ALBANY, N.Y. — Challenging a state agency’s attempt to redefine marriage, ADF attorneys filed a lawsuit Wednesday on behalf of a group of local taxpayers. The complaint alleges that the New York State Department of Civil Service acted illegally when it chose to redefine the term “spouse” for the purpose of allowing same-sex couples who were “wed” outside the state to receive state benefits.
“Marriage is not simply a state benefits system, and its redefinition would be extremely damaging to our families and children,” said ADF Senior Legal Counsel Brian W. Raum. “Because marriage is defined as the legal union of one man and one woman, the New York State Department of Civil Service has no legal authority to recognize out-of-state same-sex ‘marriages.’”

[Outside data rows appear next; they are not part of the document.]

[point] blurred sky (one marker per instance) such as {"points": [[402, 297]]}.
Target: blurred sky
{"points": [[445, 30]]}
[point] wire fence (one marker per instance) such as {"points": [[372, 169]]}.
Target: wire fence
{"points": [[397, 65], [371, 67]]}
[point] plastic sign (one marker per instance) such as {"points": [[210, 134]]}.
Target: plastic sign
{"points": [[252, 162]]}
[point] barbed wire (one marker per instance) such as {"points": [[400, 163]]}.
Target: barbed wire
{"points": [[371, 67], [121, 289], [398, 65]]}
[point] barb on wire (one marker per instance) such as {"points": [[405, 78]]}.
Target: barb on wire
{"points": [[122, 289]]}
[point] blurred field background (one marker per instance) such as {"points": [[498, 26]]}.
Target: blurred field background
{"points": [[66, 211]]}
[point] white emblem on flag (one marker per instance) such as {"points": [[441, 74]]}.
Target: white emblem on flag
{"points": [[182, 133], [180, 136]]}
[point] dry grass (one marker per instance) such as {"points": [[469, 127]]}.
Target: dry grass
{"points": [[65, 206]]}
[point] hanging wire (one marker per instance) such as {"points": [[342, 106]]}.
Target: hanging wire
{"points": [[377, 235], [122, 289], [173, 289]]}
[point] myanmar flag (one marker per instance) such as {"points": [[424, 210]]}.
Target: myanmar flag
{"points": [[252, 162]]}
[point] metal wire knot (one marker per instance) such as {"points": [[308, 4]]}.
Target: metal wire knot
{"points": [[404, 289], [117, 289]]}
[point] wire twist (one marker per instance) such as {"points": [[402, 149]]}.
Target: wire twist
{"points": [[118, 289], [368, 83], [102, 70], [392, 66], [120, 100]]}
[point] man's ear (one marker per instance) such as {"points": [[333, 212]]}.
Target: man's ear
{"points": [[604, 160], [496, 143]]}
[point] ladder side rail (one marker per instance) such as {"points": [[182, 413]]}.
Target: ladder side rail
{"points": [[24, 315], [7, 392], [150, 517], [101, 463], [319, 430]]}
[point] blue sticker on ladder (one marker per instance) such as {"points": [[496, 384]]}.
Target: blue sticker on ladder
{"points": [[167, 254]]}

Officials at DCS directed all state and local agencies to provide health insurance benefits to same-sex couples “married” in other states or countries at the taxpayers’ expense. On May 1, DCS declared that the agency “recognizes, as spouses, the parties to any same-sex marriage performed in jurisdictions where that marriage is legal.”
New York State law provides taxpayers with the right to challenge any illegal action by a state official which expends state funds. In July 2006, a New York Supreme Court judge ruled in Funderburke v. Dept. of Civil Service that same-sex couples “married” in Canada were not “spouses” entitled to state insurance benefits under New York Civil Service Law.
“Neither the New York State Department of Civil Service, nor any other state agency, has the right to circumvent the law in order to further their own partisan political purposes,” Raum said. “But that is exactly why the DCS Commissioner implemented this new policy.”
ADF is a legal alliance of Christian attorneys and like-minded organizations defending the right of people to freely live out their faith. Launched in 1994, ADF employs a unique combination of strategy, training, funding, and litigation to protect and preserve religious liberty, the sanctity of life, marriage, and the family.